On paper, Justine Triet’s Anatomy of a Fall (Anatomie d’une chute, 2023) sounds like a film you’ve seen before. First, the husband or wife dies under mysterious circumstances; second, the surviving spouse maintains their innocence; third, the investigating detective and/or lawyer intervenes, and the rest of the film follows a cat-and-mouse procedural with some instances of dubious morality scattered throughout the film.

These three components form the foundation of Anatomy of a Fall. The title of the film is a good overview: the husband, Samuel (Samuel Theis) falls to his death from the top of a two-story home. Then, we track the descent of the remaining characters as the wife Sandra (Sandra Hüller) tries to prove her innocence while taking care of her son Daniel (Milo Machado Graner).  Joined by the lawyer Vincent (Swann Arlaud), the three grapple with grief and, perhaps, their own complicity in the murder.

But there’s something deeper here: a more accurate title would be Anatomy of a Marriage. The film starts like a murder mystery, but gradually it discloses the more intimate, painful details of a family. When all our flaws, failings, and mental health are on display, we can be viewed as monsters. Though the marriage is put on trial, the real verdict speaks to something far more universal: we are only human. No one’s personal life can be necessarily judged in the binary delineations of good or bad, innocent or guilty, truth-teller or liar. 

Most of Anatomy of a Fall is in English, despite winning the prestigious Palme d’Or—first prize—at the annual Cannes Film Festival in France. English is the linguistic compromise for German-French couple Sandra and Samuel, but is nonetheless not the native tongue of any of the film’s characters, leaving the viewer at a chilly arm’s distance. The real lingua franca here is the court system, which acts as an imperfect conciliation for moral judgements. The structure of Anatomy itself rests on the razor-thin line between justice and the other side of the law. Sooner or later, we find that we cannot put blind faith in the law, or even in institutional systems like marriage or the family. Sometimes all we can do is what humans always do: fall. 

The clever thing that Anatomy of a Fall does is that everything Sandra does contains two sides to it. Sometimes Triet shows her in moments of  such tenderness—snuggled under the blankets with her dog at the foot of the couch and her son tucked under her head—that it seems impossible that Sandra could have murdered Samuel. Other times, we see this flame flash in Sandra’s eyes when she hears Samuel’s voice through the case recordings. Is it simply frustration about the case, or something darker? Triet’s intention here, however, is not to keep us guessing but to simply have us experience someone’s humanity to the fullest degree. 

Aside from the intellectual and moral components of the film, there are a thousand intricate details within Anatomy of a Fall that make it a gorgeous, meditative watch—above all in its sensory work, thanks to Simon Beaufils’s cinematography.
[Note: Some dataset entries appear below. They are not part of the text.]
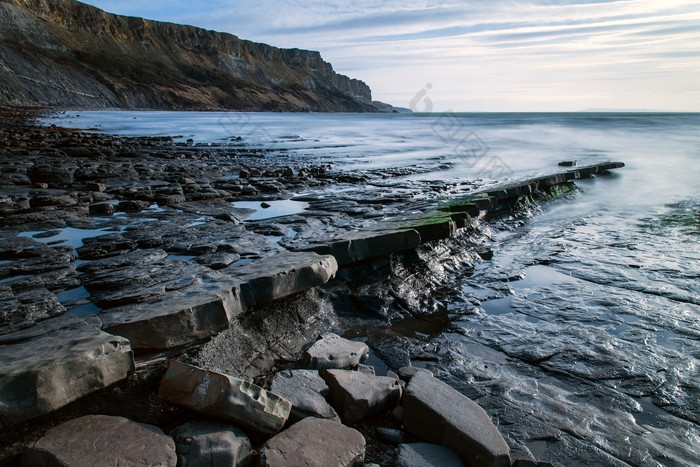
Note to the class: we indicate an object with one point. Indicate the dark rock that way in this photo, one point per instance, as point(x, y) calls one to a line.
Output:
point(306, 390)
point(427, 455)
point(54, 363)
point(102, 440)
point(225, 397)
point(437, 413)
point(356, 395)
point(211, 443)
point(333, 351)
point(314, 442)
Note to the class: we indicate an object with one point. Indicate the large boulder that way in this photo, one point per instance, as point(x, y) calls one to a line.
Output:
point(314, 442)
point(307, 392)
point(437, 413)
point(102, 440)
point(211, 443)
point(333, 351)
point(225, 397)
point(357, 395)
point(285, 274)
point(47, 366)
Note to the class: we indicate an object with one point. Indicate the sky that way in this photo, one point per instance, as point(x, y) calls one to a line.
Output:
point(477, 55)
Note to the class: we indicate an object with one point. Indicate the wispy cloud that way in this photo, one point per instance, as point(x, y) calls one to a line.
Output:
point(479, 54)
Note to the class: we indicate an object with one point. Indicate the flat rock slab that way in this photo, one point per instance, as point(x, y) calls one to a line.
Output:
point(183, 317)
point(314, 442)
point(57, 362)
point(427, 455)
point(102, 440)
point(224, 397)
point(284, 274)
point(357, 395)
point(437, 413)
point(209, 443)
point(307, 392)
point(365, 246)
point(333, 351)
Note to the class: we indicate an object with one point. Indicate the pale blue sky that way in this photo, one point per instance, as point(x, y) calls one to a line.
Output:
point(497, 55)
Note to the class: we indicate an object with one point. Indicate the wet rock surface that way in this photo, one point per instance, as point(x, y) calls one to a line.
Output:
point(141, 238)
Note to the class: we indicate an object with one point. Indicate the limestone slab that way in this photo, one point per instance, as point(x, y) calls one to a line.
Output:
point(209, 443)
point(314, 442)
point(307, 392)
point(102, 440)
point(439, 414)
point(333, 351)
point(357, 395)
point(57, 362)
point(224, 397)
point(284, 274)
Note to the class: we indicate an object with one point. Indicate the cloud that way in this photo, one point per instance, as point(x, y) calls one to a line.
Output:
point(510, 52)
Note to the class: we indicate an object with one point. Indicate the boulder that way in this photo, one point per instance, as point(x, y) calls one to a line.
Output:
point(54, 363)
point(333, 351)
point(284, 274)
point(427, 455)
point(356, 395)
point(314, 442)
point(208, 443)
point(102, 440)
point(224, 397)
point(439, 414)
point(369, 245)
point(306, 390)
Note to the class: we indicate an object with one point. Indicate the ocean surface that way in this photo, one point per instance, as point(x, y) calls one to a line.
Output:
point(581, 336)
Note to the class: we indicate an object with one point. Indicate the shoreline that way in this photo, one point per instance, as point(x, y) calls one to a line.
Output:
point(184, 192)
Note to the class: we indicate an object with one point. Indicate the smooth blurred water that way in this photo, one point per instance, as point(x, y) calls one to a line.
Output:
point(593, 357)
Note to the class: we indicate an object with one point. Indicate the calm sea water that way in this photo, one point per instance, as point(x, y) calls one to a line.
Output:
point(582, 335)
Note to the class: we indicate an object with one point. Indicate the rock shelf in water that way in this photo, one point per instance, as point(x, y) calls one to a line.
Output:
point(163, 265)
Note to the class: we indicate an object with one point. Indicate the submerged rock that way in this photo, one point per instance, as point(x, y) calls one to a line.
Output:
point(102, 440)
point(439, 414)
point(57, 362)
point(357, 395)
point(333, 351)
point(307, 392)
point(225, 397)
point(212, 443)
point(314, 442)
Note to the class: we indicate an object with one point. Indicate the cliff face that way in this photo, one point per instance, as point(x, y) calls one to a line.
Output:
point(67, 54)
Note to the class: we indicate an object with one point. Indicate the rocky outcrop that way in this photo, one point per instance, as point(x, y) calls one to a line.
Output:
point(67, 54)
point(102, 440)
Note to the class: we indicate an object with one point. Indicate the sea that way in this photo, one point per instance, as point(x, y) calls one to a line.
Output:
point(581, 335)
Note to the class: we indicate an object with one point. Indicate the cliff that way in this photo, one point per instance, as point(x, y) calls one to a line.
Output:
point(63, 53)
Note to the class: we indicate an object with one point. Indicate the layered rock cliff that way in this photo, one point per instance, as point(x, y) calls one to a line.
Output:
point(63, 53)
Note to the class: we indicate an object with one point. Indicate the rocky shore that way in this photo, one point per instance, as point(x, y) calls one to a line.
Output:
point(171, 296)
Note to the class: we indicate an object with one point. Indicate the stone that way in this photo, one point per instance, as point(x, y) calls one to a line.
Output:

Set up in the Swiss Alps, there are moments of blinding, pure white snow that act as almost a cleansing for both the characters and the audience; other scenes, in the court case or the home, are lit in such dark relief that they represent a sort of metaphorical dungeon.

In one beautiful second during the film, Sandra and Vincent are both standing near a bonfire laughing, but it is not the laughter of joy—it is laughter at the conclusion of a tragedy. Warmth hits both of their faces, and for a brief moment in time they look young again: no wrinkles, gray hair, or burdens of life. Arland and Huller both shine in this performance as we as viewers take witness to a brief romance that is nothing more than a bad idea. They know it, you know it; but sometimes these things happen regardless of rational thought. They shine for that split second near the dying bonfire, and then Beaufils takes us back to reality. Back in the Alps, we see Daniel’s face: youthful in physical form, but with eyes like a prophet’s, unseeing and forever haunted. Beaufils likes to play with lights and age, and Daniel is consistently shot in dark, moody angles that make him appear more mature than he actually is, while the adults in the film are often taken out of the darkness and into the light.

After leaving the theater, with two-and-a-half hours of the remains of a marriage behind me, a certain memory overcame me. I thought back to those optical illusions you see as a kid. The ambiguous image. The wife and the mother-in-law. The rabbit and the duck. We can only see one of the realities at a time, but they exist simultaneously. She killed her husband. She didn’t kill her husband.

Anatomy of a Fall is a gorgeous magic trick. By design, every new scenario, behavior, response, facial expression, and every new piece of evidence can fit either narrative. Both women are there. Both animals are there. It depends on what you want to see.